Stadt will gegen Swap-Geschäfte klagen

Neues Urteil verbessert Chancen

Swaps als empfohlene Zinssicherungsgeschäfte gegen steigende Zinsen

Stadtdirektor Dr. Frank Steinfort, Dezernat III / Recht, Öffentliche Sicherheit und Ordnung, Personal und Organisation. 07.02.2012 Foto: Walter SchernsteinWie viele andere Kommunen hatte Mülheim im vergangenen Jahrzehnt eine Reihe von Zins-Swap-Geschäften abgeschlossen.
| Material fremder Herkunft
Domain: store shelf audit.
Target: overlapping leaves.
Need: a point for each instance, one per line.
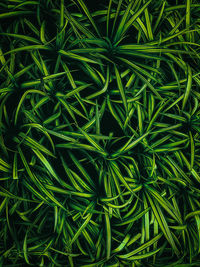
(99, 133)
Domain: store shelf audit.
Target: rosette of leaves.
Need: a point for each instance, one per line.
(99, 133)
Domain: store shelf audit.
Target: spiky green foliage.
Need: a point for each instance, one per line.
(99, 133)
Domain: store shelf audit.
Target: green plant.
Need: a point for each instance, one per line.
(99, 133)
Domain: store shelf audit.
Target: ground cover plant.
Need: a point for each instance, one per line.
(99, 133)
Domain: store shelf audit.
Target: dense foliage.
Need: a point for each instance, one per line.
(100, 133)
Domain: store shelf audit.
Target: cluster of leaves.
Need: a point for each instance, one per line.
(100, 133)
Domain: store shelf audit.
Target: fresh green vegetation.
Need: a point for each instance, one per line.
(100, 133)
Durch die Geschäfte sollten die Zinsbelastung reduziert und Flexibilität durch schnelle und einfache Anpassung an veränderte Marktbedingungen oder Liquiditätsstrukturen geschaffen werden.

Dieses „aktive Zinsmanagement“ wurde seinerzeit durch das Innenministerium und die Gemeindeprüfungsanstalt des Landes NRW den Kommunen empfohlen beziehungsweise von ihnen auch erwartet. Nicht nur Kommunen schlossen diese Geschäfte ab, sondern auch Banken, Unternehmen und Bundesländer.

Negative Entwicklung entgegen den Prognosen von Fachleuten

In der Folge entwickelten sich bei einigen Geschäften die Zinsen leider entgegen der als sicher geglaubten Prognose der beratenden Kreditinstitute, was für die Stadt Mülheim zu einem Schaden in Millionenhöhe führte.

Rechtsentwicklung zugunsten der Kommunen

Eine erste rechtliche Prüfung im Jahr 2008 ergab aber trotz des erheblichen Schadens, dass eine Klage gegen die Banken nach damaliger Rechtslage keine Aussicht auf Erfolg hätte. Auch die Rechtsprechung reagierte in dieser Zeit auf den Versuch geschädigter Kommunen, die in Folge der Falschberatung erlittenen Verluste abzuwenden, uneinheitlich. Eine Reihe von Klagen Geschädigter wurde von Landgerichten und Oberlandesgerichten abgewiesen.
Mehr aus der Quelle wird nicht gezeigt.